1947 Charles C. Ayers (1908 -1983) with his wife (Mary Cicatelli Ayers) and children (Paul, Charles and Margaret) opened the Ayers Diner at North Salisbury Boulevard and London Street in Salisbury, Maryland.  It had a capacity for about 44 people.

1949 they had a new dining room (22x36 block and stucco) added to the diner that could seat 66 people.  It almost doubled the capacity of the restaurant.  The Dining room was constructed by Ed Wainwright, who would later construct and operate the State Line Motel, Restaurant etc complex at the State Line in Delmar.  

In 1952 Mr.

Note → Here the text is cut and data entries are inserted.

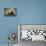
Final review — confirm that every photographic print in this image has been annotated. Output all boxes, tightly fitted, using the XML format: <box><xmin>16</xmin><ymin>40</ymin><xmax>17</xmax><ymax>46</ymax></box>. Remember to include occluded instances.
<box><xmin>4</xmin><ymin>8</ymin><xmax>16</xmax><ymax>16</ymax></box>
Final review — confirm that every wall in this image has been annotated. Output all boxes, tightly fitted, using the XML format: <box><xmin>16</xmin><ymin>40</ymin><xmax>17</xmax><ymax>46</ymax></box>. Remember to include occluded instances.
<box><xmin>0</xmin><ymin>0</ymin><xmax>46</xmax><ymax>44</ymax></box>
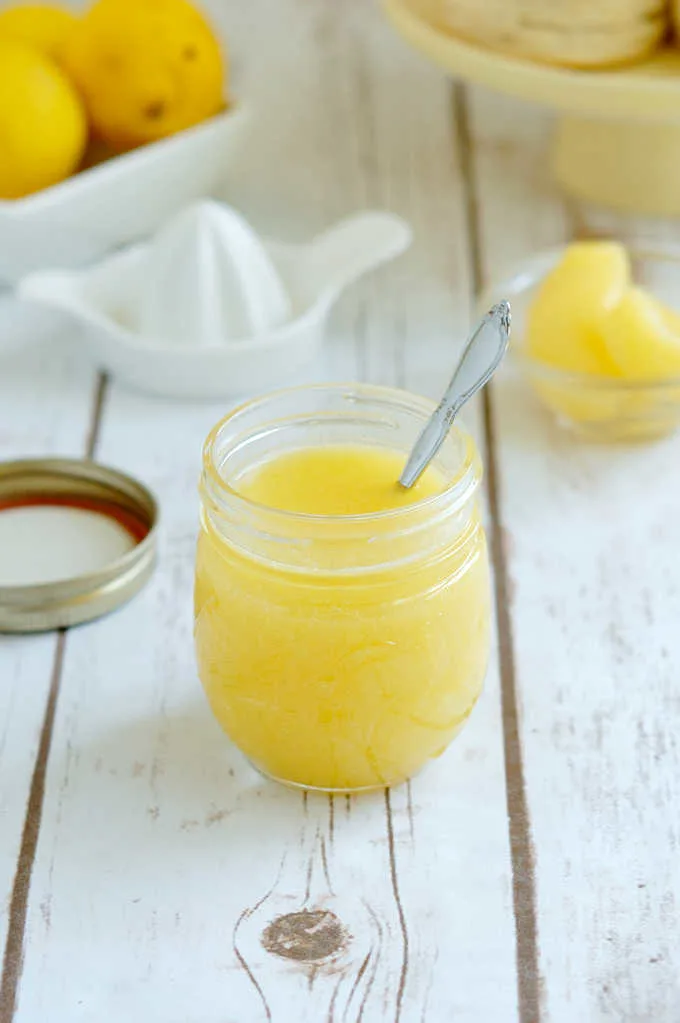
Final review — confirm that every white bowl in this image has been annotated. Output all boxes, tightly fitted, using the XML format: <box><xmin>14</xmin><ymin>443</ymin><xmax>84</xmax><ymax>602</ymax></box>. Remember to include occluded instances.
<box><xmin>18</xmin><ymin>211</ymin><xmax>411</xmax><ymax>398</ymax></box>
<box><xmin>0</xmin><ymin>107</ymin><xmax>247</xmax><ymax>283</ymax></box>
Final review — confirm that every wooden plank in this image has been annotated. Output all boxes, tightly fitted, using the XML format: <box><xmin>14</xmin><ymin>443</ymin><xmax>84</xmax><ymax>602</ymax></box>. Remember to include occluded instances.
<box><xmin>0</xmin><ymin>296</ymin><xmax>94</xmax><ymax>1018</ymax></box>
<box><xmin>11</xmin><ymin>0</ymin><xmax>517</xmax><ymax>1023</ymax></box>
<box><xmin>472</xmin><ymin>85</ymin><xmax>680</xmax><ymax>1023</ymax></box>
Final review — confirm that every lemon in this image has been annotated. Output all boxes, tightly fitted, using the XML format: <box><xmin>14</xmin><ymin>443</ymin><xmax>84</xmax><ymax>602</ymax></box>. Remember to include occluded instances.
<box><xmin>0</xmin><ymin>37</ymin><xmax>87</xmax><ymax>198</ymax></box>
<box><xmin>526</xmin><ymin>241</ymin><xmax>630</xmax><ymax>376</ymax></box>
<box><xmin>600</xmin><ymin>287</ymin><xmax>680</xmax><ymax>381</ymax></box>
<box><xmin>0</xmin><ymin>3</ymin><xmax>78</xmax><ymax>60</ymax></box>
<box><xmin>63</xmin><ymin>0</ymin><xmax>225</xmax><ymax>149</ymax></box>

Ayers replaced the old diner with a new stainless steel Mountain View Diner made in New Jersey (see above).  It was moved from the factory in Singac, New Jersey to Salisbury at 12 miles an hour.  The new diner at a cost of $75,000 was 66 by 17 feet and seated 102 people. It is the diner most people associate with Ayers Diner due to the postcard images. Mr. Ayers chose a light rose color scheme inside the diner and the 12 waitresses wore uniforms that reflected that color scheme. The restaurant was open 24-hours a day.  The light rose color is also the color reflected in the postcards of the diner. A block and stucco addition was added later.

The Mountain View Diner Company would cease operation in 1957 after making about 400 diners over its 20 year history.  They were makers of the classic prefabricated stainless steel diner with a formica counter and bolt down stools, tile or terazza floor, and formica tables.  

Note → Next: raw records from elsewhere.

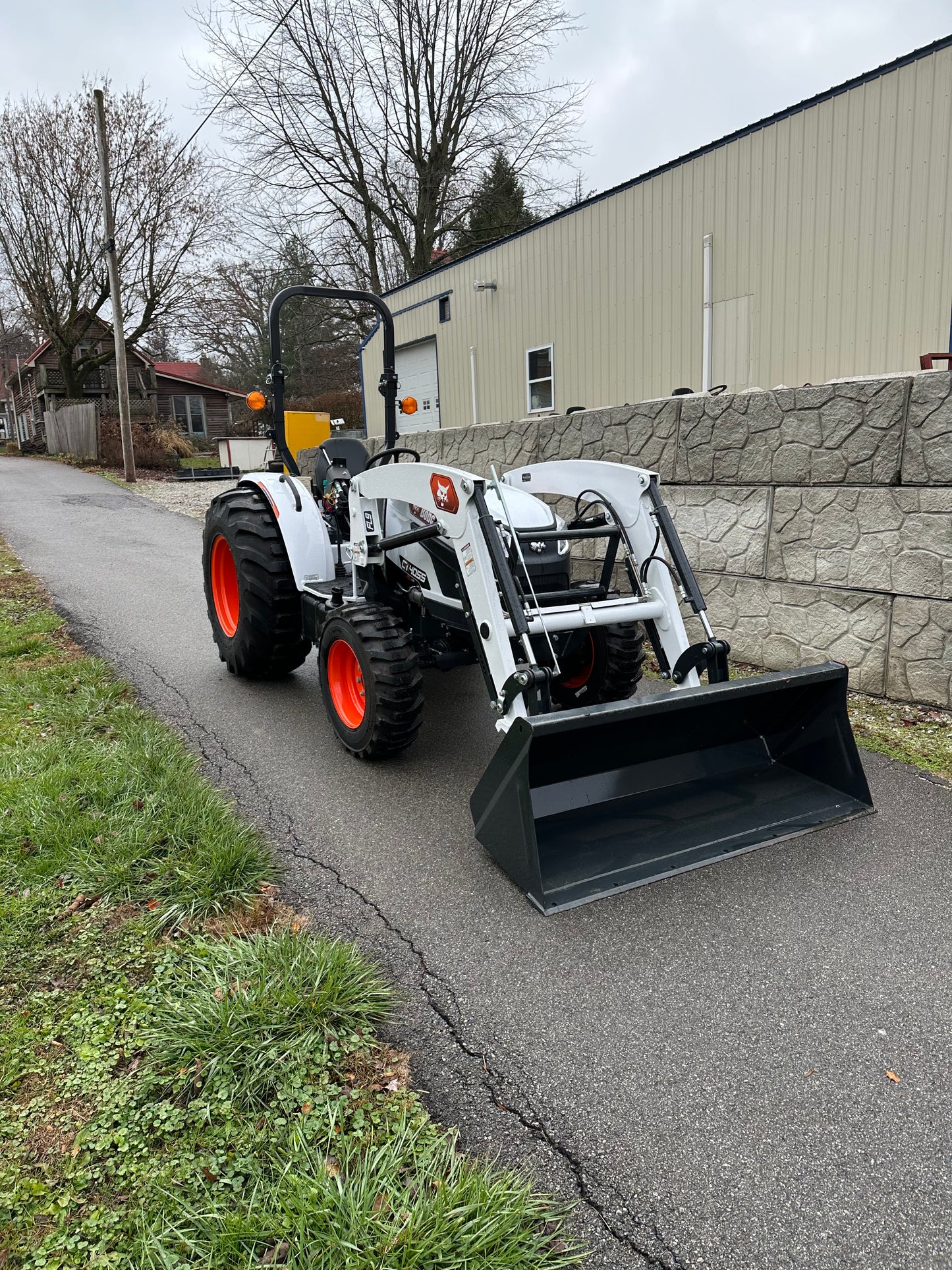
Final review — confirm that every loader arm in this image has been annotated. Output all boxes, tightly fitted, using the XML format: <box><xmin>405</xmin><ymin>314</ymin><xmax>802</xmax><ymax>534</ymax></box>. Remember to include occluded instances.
<box><xmin>350</xmin><ymin>462</ymin><xmax>700</xmax><ymax>732</ymax></box>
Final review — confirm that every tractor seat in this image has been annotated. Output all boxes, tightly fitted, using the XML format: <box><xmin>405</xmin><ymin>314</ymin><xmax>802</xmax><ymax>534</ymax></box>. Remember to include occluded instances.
<box><xmin>314</xmin><ymin>437</ymin><xmax>371</xmax><ymax>492</ymax></box>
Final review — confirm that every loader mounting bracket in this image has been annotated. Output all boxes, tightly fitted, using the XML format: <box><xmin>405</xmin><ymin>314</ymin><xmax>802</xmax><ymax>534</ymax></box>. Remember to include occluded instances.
<box><xmin>671</xmin><ymin>639</ymin><xmax>731</xmax><ymax>683</ymax></box>
<box><xmin>496</xmin><ymin>666</ymin><xmax>552</xmax><ymax>715</ymax></box>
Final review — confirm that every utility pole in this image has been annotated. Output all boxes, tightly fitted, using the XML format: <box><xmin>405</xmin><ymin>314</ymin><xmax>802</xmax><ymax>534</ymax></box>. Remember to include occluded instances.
<box><xmin>93</xmin><ymin>88</ymin><xmax>136</xmax><ymax>482</ymax></box>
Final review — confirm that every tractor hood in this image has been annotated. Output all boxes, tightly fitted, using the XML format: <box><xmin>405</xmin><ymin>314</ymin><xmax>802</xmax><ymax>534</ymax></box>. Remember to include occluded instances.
<box><xmin>486</xmin><ymin>485</ymin><xmax>556</xmax><ymax>530</ymax></box>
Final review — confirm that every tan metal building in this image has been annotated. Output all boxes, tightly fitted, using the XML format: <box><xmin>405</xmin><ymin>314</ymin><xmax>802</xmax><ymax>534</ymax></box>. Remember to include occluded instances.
<box><xmin>362</xmin><ymin>36</ymin><xmax>952</xmax><ymax>436</ymax></box>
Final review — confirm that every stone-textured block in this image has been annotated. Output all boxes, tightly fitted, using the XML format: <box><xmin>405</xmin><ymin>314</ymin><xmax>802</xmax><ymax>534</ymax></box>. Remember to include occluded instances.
<box><xmin>661</xmin><ymin>485</ymin><xmax>770</xmax><ymax>577</ymax></box>
<box><xmin>439</xmin><ymin>419</ymin><xmax>538</xmax><ymax>476</ymax></box>
<box><xmin>677</xmin><ymin>377</ymin><xmax>910</xmax><ymax>485</ymax></box>
<box><xmin>886</xmin><ymin>596</ymin><xmax>952</xmax><ymax>706</ymax></box>
<box><xmin>538</xmin><ymin>397</ymin><xmax>679</xmax><ymax>481</ymax></box>
<box><xmin>903</xmin><ymin>371</ymin><xmax>952</xmax><ymax>485</ymax></box>
<box><xmin>766</xmin><ymin>486</ymin><xmax>952</xmax><ymax>600</ymax></box>
<box><xmin>689</xmin><ymin>573</ymin><xmax>891</xmax><ymax>696</ymax></box>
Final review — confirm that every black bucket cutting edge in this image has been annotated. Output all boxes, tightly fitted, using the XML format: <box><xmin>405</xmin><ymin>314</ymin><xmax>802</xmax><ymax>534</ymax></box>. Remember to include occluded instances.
<box><xmin>470</xmin><ymin>662</ymin><xmax>874</xmax><ymax>913</ymax></box>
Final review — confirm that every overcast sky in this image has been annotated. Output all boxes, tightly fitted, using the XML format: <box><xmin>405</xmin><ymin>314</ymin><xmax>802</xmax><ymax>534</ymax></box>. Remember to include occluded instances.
<box><xmin>0</xmin><ymin>0</ymin><xmax>952</xmax><ymax>192</ymax></box>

In 1952 the businesses that were around Ayers Diner were E. S. Adkins, The Star Laundry, Pete’s Amoco, Sweetheart Bakeries, Peninsular Roofing, Frank Mohler Atlantic, and the North End Esso,

In 1956 he opened a second Ayers Diner in Easton, Maryland.

1961 Mr Ayers leased the restaurant in Salisbury and moved to Easton where he operated the second Ayers Diner.

As you can tell from the 1952 photograph above there was very little front space for parking.  Up until 1963 parking was allowed on each side of Salisbury Boulevard and the businesses on RT13 didn’t have to have a parking lot or at least not a very large parking lot. In fact when Charles Ayers moved the new diner in to the spot in 1952 he moved it 12 feet closer to Salisbury Boulevard.   In 1963 Mayor Frank Morris did away with on street parking on RT13.  This led to a lot of protest from business owners particularly Charles Ayers, but there was no longer parking on RT13.

By the late 1960s maybe early 1970s the restaurant shutdown.  In 1975 the diner had been moved from its London Street location to the Stateline motel on RT13 a few block south of its original London street location, to be used as a diner. The location and whereabouts of the diner is unknown after 1975.

Above the present building on the property where the diner stood.